Il Comune di Erbezzo, dal primo dopoguerra in avanti, ha adottato uno stemma comunale, unico, crediamo, nel suo genere, ma significativo in quanto a valore floristico-botanico: un cestello contenente dei ciclamini, incluso in un esagono regolare, contornato da due festoni di alloro. Questo perché, come abbiamo scritto in altra parte, durante la guerra sono andati distrutti gli antichi stemmi e simbologie e perciò fu d’obbligo trovarne uno nuovo. Il precedente era abbastanza simile, ma con delle comuni erbe di prato — per ricordare forse il toponimo Erbezzo — al posto dei ciclamini.

 

Chi ha proposto quello nuovo con la sostituzione dell’erba con i più gentili e profumati fiori di montagna, chiaramente doveva avere un’anima sensibile e poetica, attenta alla Natura e alle sue espressioni.

 

Non poteva essere un “cimbro”, di quelli di una volta, realistici e spigolosi com’erano per natura quei montanari. Un cimbro avrebbe preferito un qualcosa di più concreto per rappresentare le prerogative del suo ambiente: un bovino, un formaggio, per esempio. Ed avrebbe fatto probabilmente una scelta azzeccata considerando che oggi il formaggio, appunto, costituisce uno degli obiettivi di maggior rilievo delle varie manifestazioni folkloritico-culturali che la comunità erbezzina ha ideato e organizzato dal dopoguerra in poi per far conoscere il posto e i suoi prodotti.

 

E a proposito di prodotti locali, Erbezzo, per tener fede appunto ai suoi elementi distintivi, ha trovato modo di celebrare un importante prodotto della più antica attività lavorativa del “malgaro”, dell’allevatore, del contadino di montagna: il formaggio.
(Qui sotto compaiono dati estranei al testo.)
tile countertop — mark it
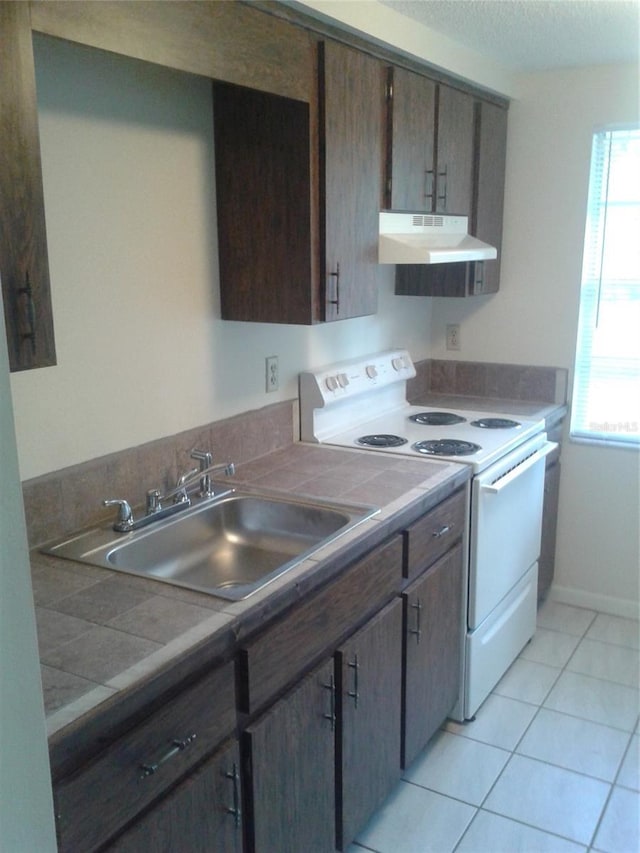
[412,393,568,430]
[31,444,470,767]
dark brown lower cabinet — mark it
[336,599,402,850]
[402,543,463,768]
[107,739,243,853]
[243,658,336,853]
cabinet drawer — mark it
[239,536,402,713]
[54,663,236,853]
[403,489,467,578]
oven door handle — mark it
[480,441,558,495]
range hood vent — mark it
[378,210,498,264]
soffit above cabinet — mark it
[31,0,314,101]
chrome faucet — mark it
[189,448,213,498]
[102,450,236,533]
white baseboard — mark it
[548,584,640,619]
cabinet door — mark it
[387,68,436,211]
[469,101,507,295]
[402,544,463,768]
[0,2,56,370]
[244,659,335,853]
[320,42,384,320]
[435,84,474,216]
[336,598,402,850]
[107,740,242,853]
[213,83,316,324]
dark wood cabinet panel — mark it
[54,663,236,853]
[240,536,402,713]
[319,42,385,320]
[213,83,318,324]
[394,84,508,297]
[0,2,56,371]
[243,659,335,853]
[336,599,402,850]
[106,740,243,853]
[403,489,468,580]
[402,543,463,768]
[467,101,508,295]
[30,0,314,101]
[386,68,437,211]
[435,84,474,216]
[214,36,384,324]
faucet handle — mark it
[189,448,213,471]
[102,498,133,533]
[189,448,214,498]
[147,489,162,515]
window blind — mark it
[570,128,640,446]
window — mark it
[571,128,640,447]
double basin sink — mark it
[44,489,379,601]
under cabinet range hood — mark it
[378,210,498,264]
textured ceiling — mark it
[379,0,640,71]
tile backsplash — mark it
[407,359,567,404]
[22,359,567,548]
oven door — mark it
[468,433,556,631]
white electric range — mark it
[300,349,555,720]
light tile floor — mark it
[348,601,640,853]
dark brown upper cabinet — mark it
[388,80,507,296]
[213,83,318,324]
[0,3,56,371]
[468,101,508,295]
[319,41,384,320]
[213,36,384,324]
[386,68,474,216]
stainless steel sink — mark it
[44,490,378,601]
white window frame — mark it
[570,126,640,448]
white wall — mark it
[0,311,56,853]
[431,65,640,616]
[11,30,639,612]
[11,37,431,479]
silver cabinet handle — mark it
[328,263,340,314]
[16,273,36,355]
[424,169,434,206]
[347,655,360,708]
[140,734,197,779]
[408,599,422,646]
[438,166,447,213]
[322,675,336,732]
[224,761,242,829]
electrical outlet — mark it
[447,323,460,350]
[264,355,280,394]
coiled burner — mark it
[356,433,407,447]
[409,412,466,426]
[412,438,482,456]
[471,418,520,429]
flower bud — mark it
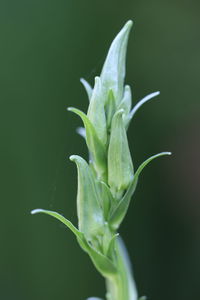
[87,77,107,145]
[100,21,133,104]
[108,109,133,197]
[70,155,104,241]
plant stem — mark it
[106,238,137,300]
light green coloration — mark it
[32,21,170,300]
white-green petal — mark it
[87,77,107,145]
[100,21,133,103]
[70,155,104,241]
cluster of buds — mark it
[33,21,170,299]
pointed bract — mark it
[80,78,92,101]
[68,107,107,181]
[109,152,171,230]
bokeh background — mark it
[0,0,200,300]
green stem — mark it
[106,238,138,300]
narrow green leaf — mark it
[108,110,133,197]
[70,155,104,241]
[80,78,92,101]
[100,21,133,103]
[31,208,83,239]
[68,107,107,181]
[109,152,171,230]
[87,77,107,145]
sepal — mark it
[80,78,92,101]
[108,109,133,198]
[70,155,105,241]
[109,152,171,230]
[68,107,107,180]
[100,21,133,104]
[87,77,107,145]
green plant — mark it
[32,21,170,300]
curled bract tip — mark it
[31,208,43,215]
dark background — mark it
[0,0,200,300]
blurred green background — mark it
[0,0,200,300]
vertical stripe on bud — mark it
[87,77,107,145]
[70,155,104,240]
[108,109,133,197]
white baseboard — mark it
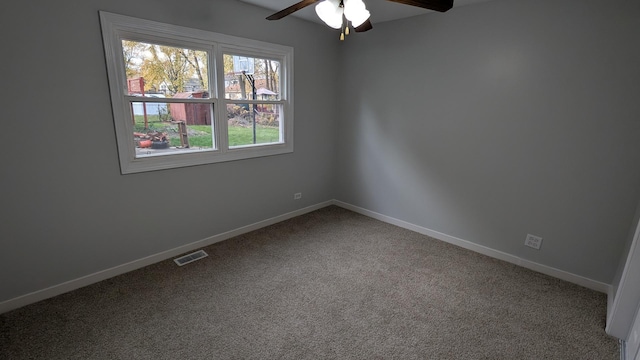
[0,201,333,314]
[0,200,611,314]
[333,200,611,294]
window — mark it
[100,12,293,174]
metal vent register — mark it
[173,250,209,266]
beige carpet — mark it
[0,206,619,360]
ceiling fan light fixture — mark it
[316,0,342,29]
[344,0,371,27]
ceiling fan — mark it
[267,0,453,40]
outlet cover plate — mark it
[524,234,542,250]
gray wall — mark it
[337,0,640,283]
[0,0,339,302]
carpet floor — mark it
[0,206,620,360]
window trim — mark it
[100,11,294,174]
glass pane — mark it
[224,54,281,100]
[227,104,282,147]
[131,102,215,158]
[122,40,211,97]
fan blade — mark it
[267,0,320,20]
[353,19,373,32]
[387,0,453,12]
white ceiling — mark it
[239,0,490,26]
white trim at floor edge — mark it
[333,200,611,294]
[0,200,334,314]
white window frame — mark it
[100,11,293,174]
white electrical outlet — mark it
[524,234,542,250]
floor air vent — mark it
[173,250,209,266]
I “Cimbri” che sono venuti a sistemarsi sulle montagne del Vicentino prima, del Veronese poi, quasi al termine della loro odissea storica e umana, sono riusciti a realizzare e a lanciare anche una geniale forma economica locale, unica e irripetibile: nell’Altopiano dei Sette Comuni, hanno inventato il formaggio Asiago”, in quello dei Tredici Comuni, hanno fabbricato, in competizione di gusto e di commercializzazione, il “Monte Veronese”, che ultimamente ha ottenuto il marchio doc.

 

Da alcuni anni in qua esso viene pubblicizzato egregiamente con una manifestazione fieristica ufficiale. Dal 1990, infatti, l’ultima domenica di maggio, Erbezzo offre all’escursionista, al turista, all’habitué del fine settimana, ai Veronesi e agli amatori del formaggio: “La Festa del Formaggio Monte Veronese”.

 

Con l’istituzione della “Festa del Formaggio Monte Veronese” è stata costituita, in memoria della duecentesca corporazione dell’ ”Antica Arte dei Formaggeri della Lessinia”, una libera confraternita di persone amanti del formaggio e dell’arte casearia che si propone: a) di mantenere e sviluppare le tradizioni casearie; b) di unificare le energie e gli sforzi per valorizzare i prodotti tipici delle Lessinia; c) avviare contatti e intese con analoghe istituzioni nazionali ed estere per estendere sentimenti di fraternità e di cooperazione; d) patrocinare manifestazioni e convegni ad hoc in Lessinia. L’ordine è composto da “Cavalieri”, “Mastri casari” e “Consorti”.